Hi
On 03/07/2013 08:22, Matthias Sohn wrote:
I like this proposal. IMO releasing often is a good thing.
But...
For projects with simple dependencies this should work.
However for complex dependencies, occasional stakes in the ground are
necessary.
Consider Xtext applications.
A) Eclipse (itemis) produces the Xtext (compile-time) and run-time
B) Eclipse/third party uses Xtext at compile-time to produce an XYZZY
editor and tooling depending on the Xtext run-time
C) Users install the XYZZY tooling
The flexibility of Xtext and DI means that there are backward and
forward dependencies between A and B since B was auto-generated against
an earlier A but runs on a new A. In practice this means that the Xtext
run-time API is very hard to evolve and the users may be forced to use
the Eclipse release on which the XYZZY editor was generated by B.
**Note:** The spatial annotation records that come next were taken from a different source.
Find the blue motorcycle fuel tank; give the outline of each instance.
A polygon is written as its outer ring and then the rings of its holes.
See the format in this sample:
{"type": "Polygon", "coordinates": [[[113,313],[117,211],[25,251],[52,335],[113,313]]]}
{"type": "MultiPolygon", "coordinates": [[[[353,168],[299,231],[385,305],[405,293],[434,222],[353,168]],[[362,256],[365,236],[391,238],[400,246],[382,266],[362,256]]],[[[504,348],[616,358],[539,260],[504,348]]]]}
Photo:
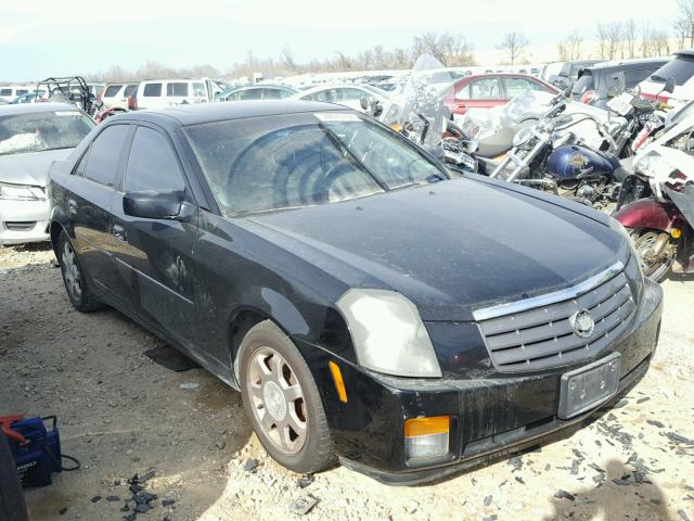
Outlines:
{"type": "Polygon", "coordinates": [[[594,175],[612,174],[619,166],[619,161],[613,156],[580,144],[564,144],[552,151],[547,160],[545,171],[560,180],[573,180],[580,174],[594,175]]]}

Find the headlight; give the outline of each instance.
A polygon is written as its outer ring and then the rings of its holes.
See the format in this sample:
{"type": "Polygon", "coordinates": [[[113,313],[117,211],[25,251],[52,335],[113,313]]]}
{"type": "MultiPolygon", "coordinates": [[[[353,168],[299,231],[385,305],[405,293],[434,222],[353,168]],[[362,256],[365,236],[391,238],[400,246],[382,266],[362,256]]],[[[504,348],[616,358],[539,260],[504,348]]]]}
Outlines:
{"type": "Polygon", "coordinates": [[[9,201],[38,201],[33,187],[22,185],[5,185],[0,182],[0,199],[9,201]]]}
{"type": "Polygon", "coordinates": [[[520,148],[524,144],[526,144],[528,141],[530,141],[530,138],[532,138],[532,127],[522,128],[513,137],[513,145],[515,148],[520,148]]]}
{"type": "Polygon", "coordinates": [[[643,271],[641,270],[641,259],[639,258],[639,254],[637,253],[637,250],[633,246],[633,241],[631,240],[631,234],[629,234],[629,230],[627,230],[625,226],[614,217],[609,217],[609,228],[612,228],[615,231],[618,231],[625,237],[625,239],[627,240],[627,243],[629,244],[631,256],[637,259],[637,266],[639,266],[639,275],[643,277],[643,271]]]}
{"type": "Polygon", "coordinates": [[[398,377],[441,377],[424,322],[400,293],[349,290],[337,308],[347,320],[361,366],[398,377]]]}

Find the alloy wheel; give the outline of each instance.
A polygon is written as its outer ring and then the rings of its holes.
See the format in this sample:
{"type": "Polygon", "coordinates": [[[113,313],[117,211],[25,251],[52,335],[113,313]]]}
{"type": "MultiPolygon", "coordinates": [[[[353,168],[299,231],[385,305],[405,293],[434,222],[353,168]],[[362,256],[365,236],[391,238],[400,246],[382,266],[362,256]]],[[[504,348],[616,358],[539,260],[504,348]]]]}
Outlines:
{"type": "Polygon", "coordinates": [[[308,424],[304,391],[287,361],[271,347],[250,356],[247,391],[253,414],[270,442],[285,454],[306,443],[308,424]]]}
{"type": "Polygon", "coordinates": [[[82,296],[81,275],[77,266],[75,251],[67,241],[63,243],[61,259],[63,260],[63,277],[67,291],[75,301],[79,301],[82,296]]]}

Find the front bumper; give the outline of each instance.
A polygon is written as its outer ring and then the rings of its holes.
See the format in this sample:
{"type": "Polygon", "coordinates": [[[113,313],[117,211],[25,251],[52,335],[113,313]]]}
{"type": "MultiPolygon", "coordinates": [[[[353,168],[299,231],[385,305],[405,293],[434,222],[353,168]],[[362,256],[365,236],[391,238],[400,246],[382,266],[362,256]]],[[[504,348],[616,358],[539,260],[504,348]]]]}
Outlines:
{"type": "Polygon", "coordinates": [[[343,465],[384,483],[419,484],[476,466],[497,454],[537,445],[538,439],[574,425],[619,399],[648,368],[659,333],[661,296],[660,287],[646,281],[638,315],[620,339],[591,360],[541,373],[413,380],[385,377],[338,360],[347,403],[336,399],[326,369],[330,356],[319,356],[307,344],[301,347],[309,355],[343,465]],[[557,418],[562,374],[613,352],[621,354],[617,394],[582,416],[557,418]],[[423,416],[451,417],[450,449],[428,465],[412,467],[406,460],[403,424],[408,418],[423,416]]]}
{"type": "Polygon", "coordinates": [[[0,245],[48,241],[49,216],[48,200],[0,201],[0,245]]]}

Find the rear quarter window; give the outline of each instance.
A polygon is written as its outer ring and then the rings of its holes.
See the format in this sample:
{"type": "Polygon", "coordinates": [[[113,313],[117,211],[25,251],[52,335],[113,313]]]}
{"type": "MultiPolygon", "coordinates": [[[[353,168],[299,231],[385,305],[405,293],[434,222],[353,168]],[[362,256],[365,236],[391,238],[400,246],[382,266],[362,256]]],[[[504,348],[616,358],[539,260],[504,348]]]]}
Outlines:
{"type": "Polygon", "coordinates": [[[151,98],[162,96],[162,84],[146,84],[144,86],[142,96],[151,98]]]}
{"type": "Polygon", "coordinates": [[[694,59],[677,56],[658,68],[651,79],[655,81],[667,81],[674,78],[674,85],[682,86],[694,76],[694,59]]]}
{"type": "Polygon", "coordinates": [[[188,96],[188,84],[182,81],[166,84],[166,96],[188,96]]]}
{"type": "Polygon", "coordinates": [[[123,85],[110,85],[104,91],[104,98],[114,98],[121,87],[123,85]]]}

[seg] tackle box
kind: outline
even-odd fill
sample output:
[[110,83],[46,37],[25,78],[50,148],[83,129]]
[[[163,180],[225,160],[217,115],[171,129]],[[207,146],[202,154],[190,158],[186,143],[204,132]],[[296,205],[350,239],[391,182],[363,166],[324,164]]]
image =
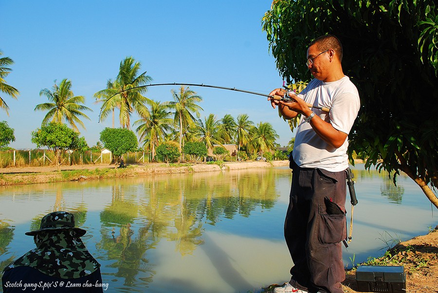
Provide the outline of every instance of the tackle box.
[[406,274],[402,266],[360,266],[356,271],[358,291],[406,293]]

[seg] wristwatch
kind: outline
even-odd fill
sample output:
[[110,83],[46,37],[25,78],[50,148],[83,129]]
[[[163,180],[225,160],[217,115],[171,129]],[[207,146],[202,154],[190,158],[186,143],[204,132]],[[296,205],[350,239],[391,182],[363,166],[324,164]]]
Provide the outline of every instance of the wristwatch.
[[313,116],[315,116],[315,113],[312,112],[312,113],[309,115],[309,117],[305,117],[304,120],[306,120],[306,122],[308,123],[310,123],[310,121],[312,120],[312,118],[313,118]]

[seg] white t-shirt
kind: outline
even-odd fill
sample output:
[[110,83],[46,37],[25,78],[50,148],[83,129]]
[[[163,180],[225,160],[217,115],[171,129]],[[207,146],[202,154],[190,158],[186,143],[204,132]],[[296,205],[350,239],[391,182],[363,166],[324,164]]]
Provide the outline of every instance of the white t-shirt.
[[[347,134],[351,129],[360,107],[357,89],[347,76],[331,82],[316,78],[298,96],[307,103],[330,108],[328,113],[312,110],[335,129]],[[338,148],[322,140],[302,115],[297,128],[293,147],[293,160],[303,168],[320,168],[331,172],[343,171],[348,166],[348,137]]]

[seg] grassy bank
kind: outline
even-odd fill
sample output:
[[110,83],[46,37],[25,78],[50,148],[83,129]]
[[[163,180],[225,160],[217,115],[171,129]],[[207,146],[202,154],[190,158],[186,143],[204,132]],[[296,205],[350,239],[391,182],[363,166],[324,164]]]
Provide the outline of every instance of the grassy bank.
[[[401,242],[388,249],[382,256],[370,256],[364,263],[354,264],[354,268],[346,271],[346,279],[342,282],[344,292],[358,293],[356,291],[358,289],[356,281],[358,266],[378,265],[402,266],[406,273],[406,292],[438,292],[438,226],[429,229],[426,235]],[[275,287],[280,286],[272,285],[264,288],[262,292],[273,292]]]
[[0,173],[0,185],[48,183],[63,181],[90,180],[106,178],[117,178],[155,174],[173,174],[199,172],[219,171],[227,169],[248,169],[286,165],[287,161],[276,161],[272,163],[261,162],[244,163],[223,163],[201,164],[164,164],[130,165],[127,168],[117,168],[112,165],[100,166],[94,168],[63,170],[61,171],[48,170],[41,167],[26,171],[25,168],[16,168],[13,172]]

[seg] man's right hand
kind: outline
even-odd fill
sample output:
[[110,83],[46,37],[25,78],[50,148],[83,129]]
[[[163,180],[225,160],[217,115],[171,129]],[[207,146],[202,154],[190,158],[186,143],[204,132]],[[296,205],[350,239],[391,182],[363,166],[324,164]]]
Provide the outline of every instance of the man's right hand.
[[[279,95],[282,97],[284,95],[285,92],[286,91],[283,89],[275,89],[269,93],[269,95]],[[274,109],[275,109],[275,106],[278,105],[280,104],[279,101],[274,100],[271,97],[269,97],[268,98],[268,100],[271,101],[271,105]]]

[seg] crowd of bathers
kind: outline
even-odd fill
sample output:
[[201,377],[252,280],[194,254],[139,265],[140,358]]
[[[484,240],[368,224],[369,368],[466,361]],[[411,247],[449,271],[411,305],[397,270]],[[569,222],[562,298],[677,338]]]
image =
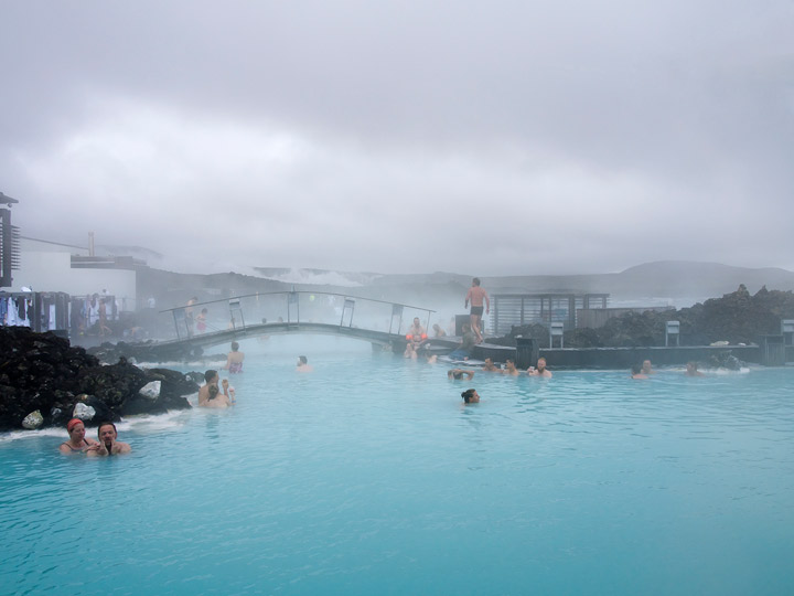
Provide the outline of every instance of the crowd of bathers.
[[111,422],[99,423],[97,426],[99,440],[86,437],[85,423],[79,418],[72,418],[66,423],[66,432],[69,438],[58,447],[64,455],[85,454],[88,457],[107,457],[129,454],[132,450],[129,444],[118,440],[118,430]]

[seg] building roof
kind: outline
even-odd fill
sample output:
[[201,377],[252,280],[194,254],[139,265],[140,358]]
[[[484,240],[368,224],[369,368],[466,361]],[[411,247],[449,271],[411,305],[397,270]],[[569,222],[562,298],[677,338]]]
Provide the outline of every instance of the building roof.
[[19,203],[17,199],[11,199],[8,194],[3,194],[0,192],[0,204],[2,205],[12,205],[14,203]]

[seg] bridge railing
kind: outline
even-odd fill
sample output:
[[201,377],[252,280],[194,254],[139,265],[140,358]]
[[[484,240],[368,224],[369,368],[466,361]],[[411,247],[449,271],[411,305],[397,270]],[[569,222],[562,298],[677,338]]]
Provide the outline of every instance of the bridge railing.
[[403,334],[418,317],[429,329],[429,308],[326,291],[248,294],[161,310],[171,313],[176,339],[253,326],[324,323]]

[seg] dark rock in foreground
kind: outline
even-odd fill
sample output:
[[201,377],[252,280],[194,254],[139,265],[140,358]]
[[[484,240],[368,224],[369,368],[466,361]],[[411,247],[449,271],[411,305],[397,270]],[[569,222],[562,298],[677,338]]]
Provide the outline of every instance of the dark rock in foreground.
[[[186,375],[142,370],[119,359],[101,365],[83,348],[53,333],[0,327],[0,430],[86,425],[130,414],[189,408],[184,395],[198,391]],[[41,416],[30,416],[39,412]]]

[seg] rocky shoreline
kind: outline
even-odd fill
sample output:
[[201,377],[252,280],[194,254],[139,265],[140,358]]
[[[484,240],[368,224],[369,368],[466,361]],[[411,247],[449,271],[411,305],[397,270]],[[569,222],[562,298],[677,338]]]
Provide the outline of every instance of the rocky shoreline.
[[0,430],[185,409],[184,396],[198,391],[190,374],[140,369],[124,358],[104,365],[68,340],[26,327],[0,328]]
[[[712,298],[680,310],[629,312],[598,329],[565,332],[566,348],[648,348],[665,344],[667,321],[680,322],[680,345],[759,343],[762,336],[781,332],[781,319],[794,319],[794,292],[761,288],[750,295],[744,285],[722,298]],[[548,342],[540,324],[514,327],[490,343],[515,345],[517,337]]]

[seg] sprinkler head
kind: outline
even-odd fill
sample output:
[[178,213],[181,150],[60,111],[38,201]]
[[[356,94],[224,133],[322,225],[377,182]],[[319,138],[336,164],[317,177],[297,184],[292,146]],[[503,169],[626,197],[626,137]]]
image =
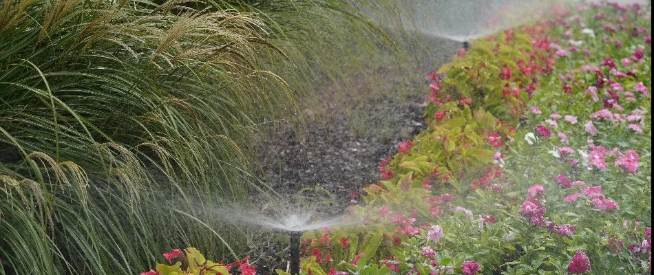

As the release cycle gets faster, it will get harder for users to find a
common platform for third party tools unless all important tools follow
the faster release cycle very promptly. No chance.
One could argue that such tight coupling between auto-generated code and
run-time is undesirable, but I just use Xtext as an example. I suspect
that there are many other projects where auto-generation presents
similar challenges.
So, Yes, let's have a half-yearly Intermediate Release, but please,
still just one Major release per year. Let planned API breakage occur
only prior to the last milestone of the Major release.